The second group seems a bit more unified by their comic style, but again I don't really think of them as working together very often.

On the contrary, they do often work together (at least in pairs). In fact, Wikipedia has a table, like the brat pack table, showing the films they've collaborated on... and they list 25 films that at least 2 of the 7 of them have been in together. (For the Brat Pack, it's only 12 films that at least 2 of the 8 worked together on!). The one where the most of them were in together was Anchorman, which involved Jack Black, Ben Stiller, Will Ferrell, Luke Wilson, Vince Vaughn, and Steve Carrell (all of them except Owen Wilson). The Brat Pack never had a film where all but one worked together.
spoonless
Sep. 25th, 2009 04:45 am (UTC)
Oh, and one more neat fact I ran across while reading up on this that I forgot to mention...
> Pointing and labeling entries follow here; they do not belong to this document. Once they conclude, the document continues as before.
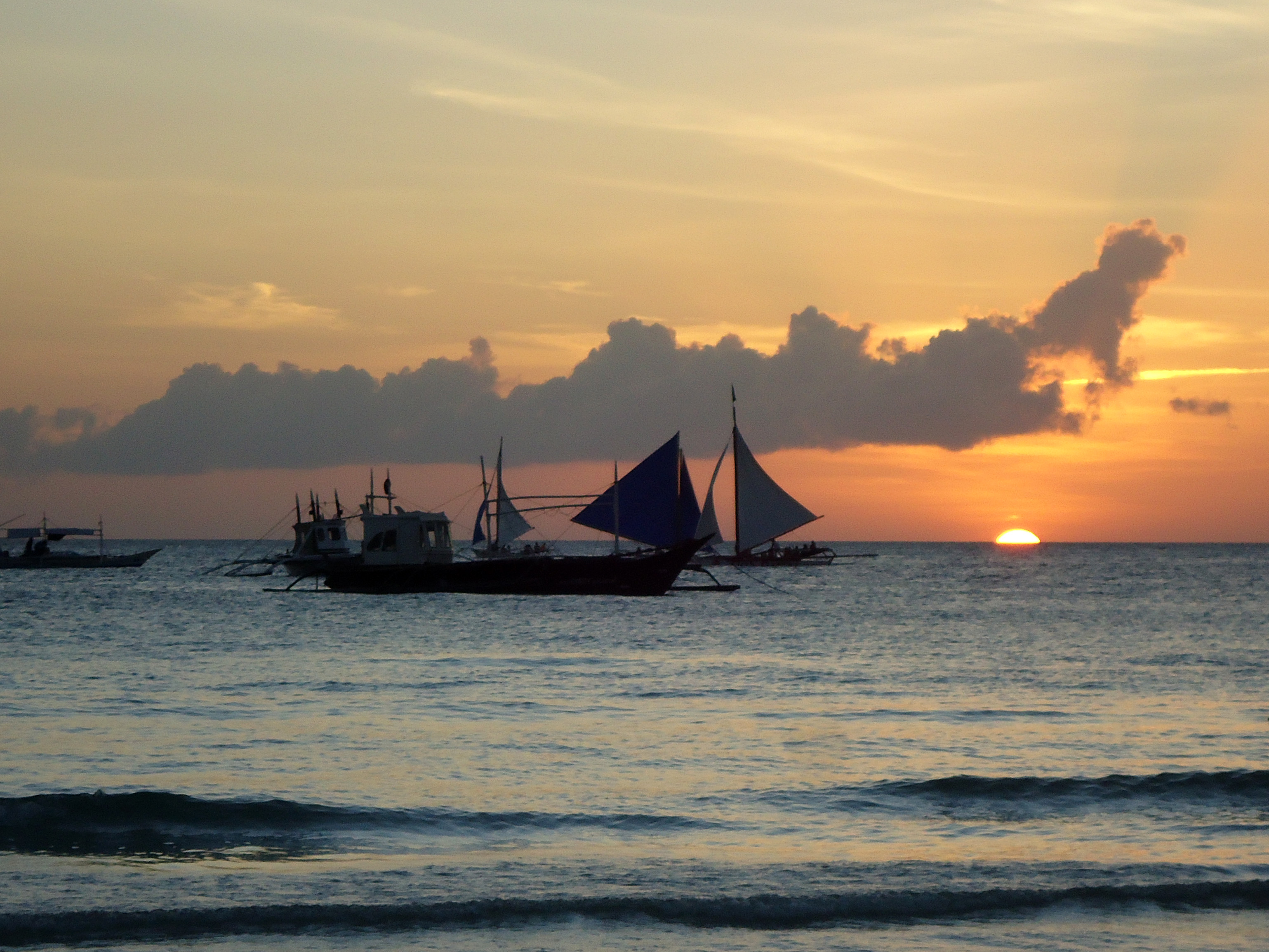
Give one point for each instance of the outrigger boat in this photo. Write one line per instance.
(320, 541)
(764, 512)
(37, 553)
(412, 551)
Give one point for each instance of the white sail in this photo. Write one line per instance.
(511, 523)
(764, 511)
(709, 522)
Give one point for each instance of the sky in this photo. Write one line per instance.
(970, 266)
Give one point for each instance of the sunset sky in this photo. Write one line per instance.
(376, 184)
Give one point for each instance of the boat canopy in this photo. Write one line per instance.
(52, 534)
(655, 502)
(764, 511)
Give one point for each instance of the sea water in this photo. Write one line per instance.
(947, 747)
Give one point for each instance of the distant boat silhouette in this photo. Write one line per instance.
(412, 551)
(38, 554)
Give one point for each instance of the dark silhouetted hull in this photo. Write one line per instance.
(630, 574)
(69, 560)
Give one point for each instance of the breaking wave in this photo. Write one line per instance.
(155, 822)
(763, 912)
(1048, 794)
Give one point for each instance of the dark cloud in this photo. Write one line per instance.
(1202, 408)
(826, 386)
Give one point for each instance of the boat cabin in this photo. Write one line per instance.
(407, 539)
(322, 537)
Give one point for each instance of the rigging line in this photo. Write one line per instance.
(572, 495)
(440, 506)
(764, 583)
(253, 545)
(545, 508)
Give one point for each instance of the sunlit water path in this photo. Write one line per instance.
(946, 747)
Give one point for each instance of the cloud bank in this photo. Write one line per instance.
(1201, 408)
(829, 385)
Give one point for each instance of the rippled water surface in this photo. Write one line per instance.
(947, 747)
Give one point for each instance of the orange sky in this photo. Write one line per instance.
(375, 184)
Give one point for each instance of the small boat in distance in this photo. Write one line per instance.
(764, 512)
(38, 554)
(320, 542)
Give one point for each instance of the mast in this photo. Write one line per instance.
(484, 485)
(498, 501)
(735, 464)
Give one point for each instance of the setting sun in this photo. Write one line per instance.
(1017, 537)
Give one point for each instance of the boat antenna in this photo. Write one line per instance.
(735, 464)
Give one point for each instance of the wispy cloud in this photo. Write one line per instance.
(258, 306)
(1201, 408)
(1187, 372)
(582, 289)
(407, 291)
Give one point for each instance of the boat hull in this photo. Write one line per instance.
(629, 574)
(768, 558)
(78, 561)
(309, 565)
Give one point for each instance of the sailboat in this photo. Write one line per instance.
(764, 512)
(500, 526)
(412, 551)
(654, 503)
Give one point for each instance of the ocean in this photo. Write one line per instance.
(947, 747)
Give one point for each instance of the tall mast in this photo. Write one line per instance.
(484, 487)
(498, 499)
(735, 464)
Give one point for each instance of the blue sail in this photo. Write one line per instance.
(655, 502)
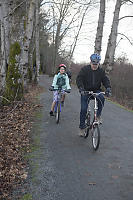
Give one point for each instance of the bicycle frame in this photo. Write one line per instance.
(58, 102)
(94, 125)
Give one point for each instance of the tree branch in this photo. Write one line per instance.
(126, 38)
(15, 9)
(125, 17)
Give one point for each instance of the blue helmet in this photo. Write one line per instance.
(95, 58)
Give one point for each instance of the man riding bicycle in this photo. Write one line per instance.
(90, 78)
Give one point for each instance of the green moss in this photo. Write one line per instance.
(14, 86)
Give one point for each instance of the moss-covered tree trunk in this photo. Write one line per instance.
(14, 85)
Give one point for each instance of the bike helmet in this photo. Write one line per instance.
(95, 58)
(62, 65)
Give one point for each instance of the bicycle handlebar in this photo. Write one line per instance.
(59, 89)
(92, 93)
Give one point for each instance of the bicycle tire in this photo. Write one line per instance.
(95, 136)
(87, 129)
(58, 113)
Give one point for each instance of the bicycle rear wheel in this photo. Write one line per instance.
(95, 137)
(58, 113)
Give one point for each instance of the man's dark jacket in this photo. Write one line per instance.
(91, 80)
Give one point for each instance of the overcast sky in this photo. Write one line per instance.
(86, 46)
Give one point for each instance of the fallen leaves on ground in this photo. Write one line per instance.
(15, 125)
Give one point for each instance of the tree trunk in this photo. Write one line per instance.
(109, 57)
(37, 41)
(4, 40)
(99, 34)
(27, 40)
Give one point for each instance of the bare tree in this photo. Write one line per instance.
(111, 46)
(27, 39)
(67, 15)
(37, 41)
(99, 34)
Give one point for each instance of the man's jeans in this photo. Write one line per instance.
(84, 106)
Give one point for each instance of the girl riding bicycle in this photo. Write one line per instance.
(60, 80)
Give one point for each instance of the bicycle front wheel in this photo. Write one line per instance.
(58, 113)
(95, 137)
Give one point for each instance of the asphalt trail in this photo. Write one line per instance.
(65, 165)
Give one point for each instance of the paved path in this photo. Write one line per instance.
(65, 166)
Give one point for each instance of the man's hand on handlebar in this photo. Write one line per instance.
(51, 88)
(108, 92)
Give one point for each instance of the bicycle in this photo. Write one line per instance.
(92, 125)
(57, 108)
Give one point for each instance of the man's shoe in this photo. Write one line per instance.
(82, 132)
(99, 120)
(51, 113)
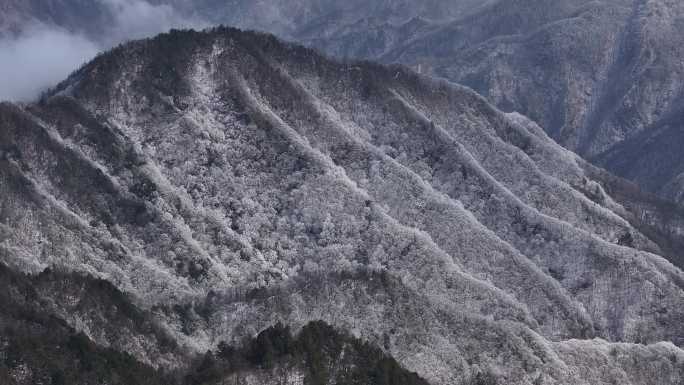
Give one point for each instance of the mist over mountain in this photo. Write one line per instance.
(191, 191)
(601, 77)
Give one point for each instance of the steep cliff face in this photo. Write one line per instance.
(227, 181)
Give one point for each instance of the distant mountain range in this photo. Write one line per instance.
(205, 191)
(603, 78)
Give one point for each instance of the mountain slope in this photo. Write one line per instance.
(228, 181)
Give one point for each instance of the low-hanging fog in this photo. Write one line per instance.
(41, 54)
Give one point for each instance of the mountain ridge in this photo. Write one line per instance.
(193, 167)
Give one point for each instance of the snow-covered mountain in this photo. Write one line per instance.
(603, 78)
(225, 181)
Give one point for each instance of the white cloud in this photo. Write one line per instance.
(38, 58)
(41, 56)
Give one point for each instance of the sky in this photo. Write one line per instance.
(42, 55)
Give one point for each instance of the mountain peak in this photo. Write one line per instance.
(227, 181)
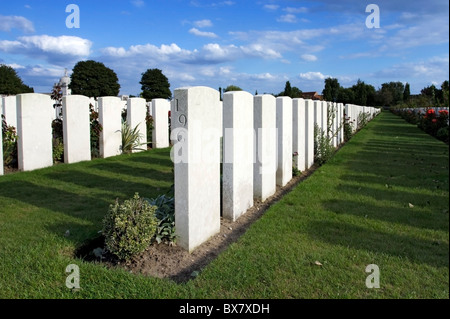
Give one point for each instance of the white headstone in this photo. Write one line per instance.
(9, 110)
(34, 129)
(284, 127)
(196, 153)
(299, 134)
(136, 115)
(238, 142)
(160, 111)
(76, 128)
(265, 167)
(110, 117)
(309, 133)
(1, 151)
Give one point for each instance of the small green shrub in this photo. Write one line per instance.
(131, 139)
(9, 140)
(150, 126)
(165, 213)
(96, 129)
(323, 146)
(128, 228)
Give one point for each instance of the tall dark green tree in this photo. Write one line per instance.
(155, 85)
(94, 79)
(407, 93)
(11, 83)
(331, 90)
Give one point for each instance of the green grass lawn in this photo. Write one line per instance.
(352, 212)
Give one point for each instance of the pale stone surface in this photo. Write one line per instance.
(309, 133)
(299, 134)
(196, 133)
(341, 123)
(318, 114)
(325, 117)
(284, 127)
(265, 167)
(76, 129)
(9, 110)
(237, 154)
(136, 114)
(160, 111)
(1, 152)
(335, 124)
(110, 117)
(34, 128)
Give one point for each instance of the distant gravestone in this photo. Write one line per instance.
(34, 129)
(309, 133)
(196, 134)
(110, 117)
(136, 115)
(265, 167)
(160, 111)
(76, 128)
(238, 143)
(299, 134)
(9, 110)
(1, 152)
(284, 127)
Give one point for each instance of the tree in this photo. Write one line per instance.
(445, 93)
(391, 93)
(11, 83)
(331, 90)
(407, 93)
(155, 85)
(232, 88)
(94, 79)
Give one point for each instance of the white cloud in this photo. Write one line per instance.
(288, 18)
(296, 10)
(138, 3)
(199, 33)
(313, 76)
(271, 7)
(309, 57)
(203, 23)
(7, 23)
(16, 66)
(57, 50)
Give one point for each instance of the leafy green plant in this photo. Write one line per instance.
(165, 213)
(150, 126)
(96, 129)
(323, 146)
(131, 139)
(295, 170)
(128, 228)
(363, 119)
(9, 140)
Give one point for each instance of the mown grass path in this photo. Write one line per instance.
(383, 199)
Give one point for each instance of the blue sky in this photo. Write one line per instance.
(257, 45)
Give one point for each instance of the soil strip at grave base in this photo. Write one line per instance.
(163, 261)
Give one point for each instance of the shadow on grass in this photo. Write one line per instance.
(116, 167)
(115, 184)
(435, 220)
(415, 249)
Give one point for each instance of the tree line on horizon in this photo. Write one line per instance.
(94, 79)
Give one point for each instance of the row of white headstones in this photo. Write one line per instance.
(253, 137)
(260, 136)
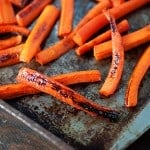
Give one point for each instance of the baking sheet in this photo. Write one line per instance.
(75, 127)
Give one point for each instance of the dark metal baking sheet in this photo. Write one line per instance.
(75, 127)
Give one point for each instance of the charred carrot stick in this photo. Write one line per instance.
(113, 78)
(64, 94)
(7, 15)
(39, 33)
(98, 22)
(123, 26)
(14, 29)
(10, 56)
(31, 11)
(55, 51)
(10, 91)
(65, 24)
(137, 75)
(130, 41)
(12, 41)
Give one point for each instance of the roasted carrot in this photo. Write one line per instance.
(31, 11)
(39, 33)
(7, 15)
(66, 17)
(9, 42)
(10, 56)
(64, 94)
(10, 91)
(99, 21)
(14, 29)
(55, 51)
(130, 41)
(137, 75)
(123, 26)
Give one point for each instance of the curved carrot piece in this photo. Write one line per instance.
(123, 26)
(9, 42)
(135, 79)
(14, 29)
(10, 56)
(130, 41)
(10, 91)
(111, 82)
(39, 33)
(65, 94)
(31, 11)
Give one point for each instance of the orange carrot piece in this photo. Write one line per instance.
(10, 56)
(14, 29)
(7, 15)
(130, 41)
(39, 33)
(31, 11)
(55, 51)
(123, 26)
(10, 91)
(136, 78)
(65, 94)
(95, 24)
(65, 24)
(12, 41)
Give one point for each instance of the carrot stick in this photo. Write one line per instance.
(10, 91)
(64, 94)
(130, 41)
(55, 51)
(123, 26)
(10, 56)
(65, 24)
(39, 32)
(113, 78)
(136, 78)
(98, 22)
(14, 29)
(12, 41)
(31, 11)
(7, 15)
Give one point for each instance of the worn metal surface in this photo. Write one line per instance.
(75, 127)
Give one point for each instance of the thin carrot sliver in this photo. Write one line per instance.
(7, 15)
(66, 17)
(131, 98)
(98, 22)
(9, 42)
(39, 32)
(30, 12)
(10, 56)
(123, 26)
(64, 94)
(10, 91)
(130, 41)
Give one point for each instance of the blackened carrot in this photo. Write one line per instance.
(130, 41)
(9, 42)
(14, 29)
(31, 11)
(64, 94)
(10, 91)
(39, 32)
(99, 21)
(123, 26)
(131, 98)
(66, 17)
(7, 15)
(10, 56)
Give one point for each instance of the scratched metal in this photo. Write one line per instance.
(75, 127)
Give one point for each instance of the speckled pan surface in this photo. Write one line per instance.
(75, 127)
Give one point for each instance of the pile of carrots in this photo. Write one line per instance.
(24, 45)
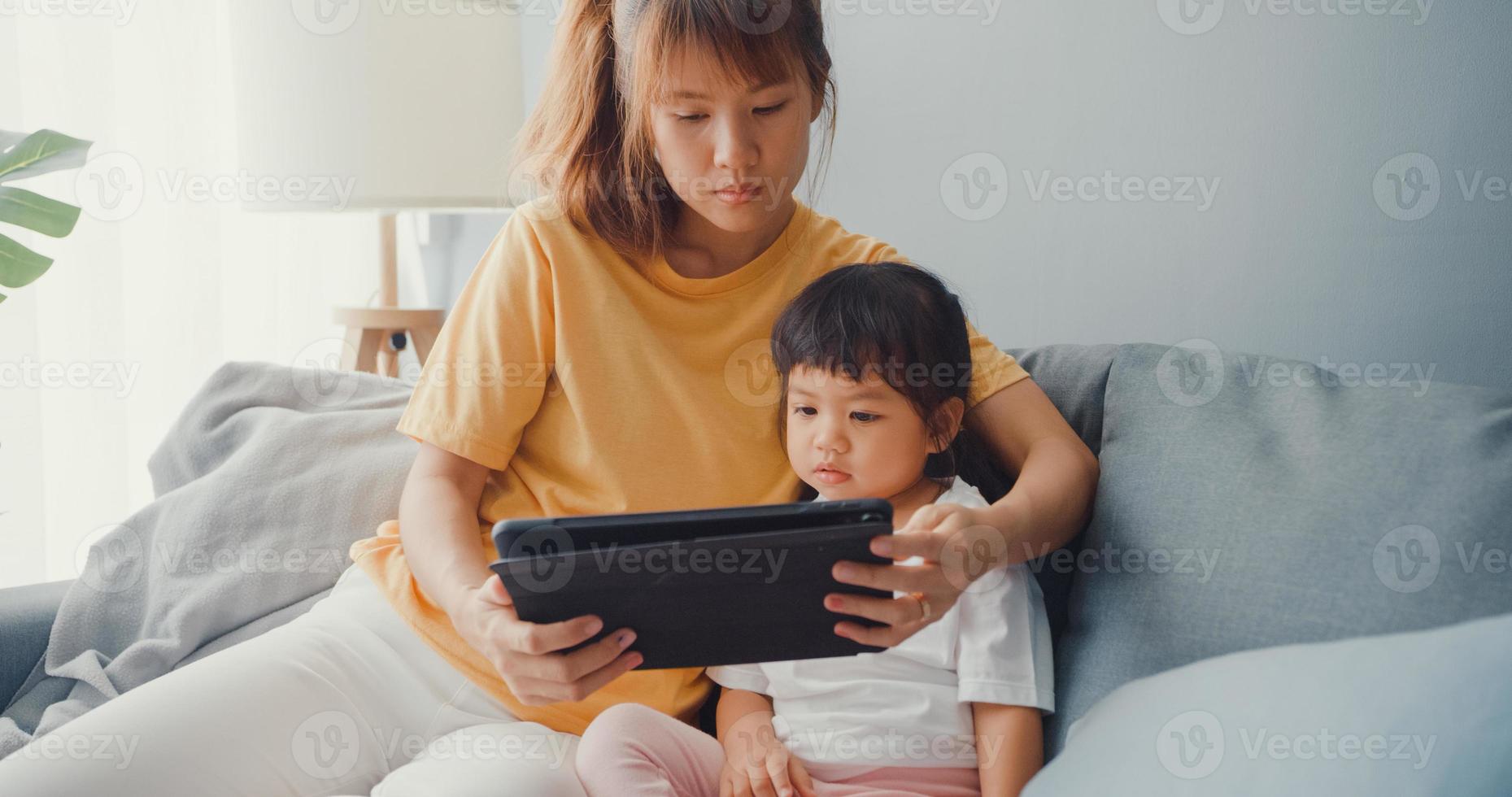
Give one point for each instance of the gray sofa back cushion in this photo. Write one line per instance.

Apparently, the 60's rat pack had some influence on the civil rights movement. As a group, they refused to play at or spend time at any establishment in Vegas where blacks were not offered the same service as whites. The Wikipedia article seems to imply that this had a direct influence on segregation in Las Vegas... because they were so popular, none of the Vegas hotels could afford not to serve blacks after that, so they all eventually gave up and desegregated. Perhaps the image of a group of famous friends, some white and some black, also helped project a positive message to the public.

Another interesting thing... JFK was really suspicious of Sinatra being affiliated with the Mafia so he excluded him from his inner circle. This caused the whole group to break with the Democratic party and vote for Nixon and become friends with him (apparently, Sammy Davis Jr. was the first black man to spend the night in the whitehouse, after giving Richard Nixon a surprise hug and having Nixon invite him to stay over!) Afterwards, Sammy went back to voting Democrat while the rest continued voting Republican.

By the way... it looks like I'll be hanging out with a friend tomorrow during the day. You free during the evening?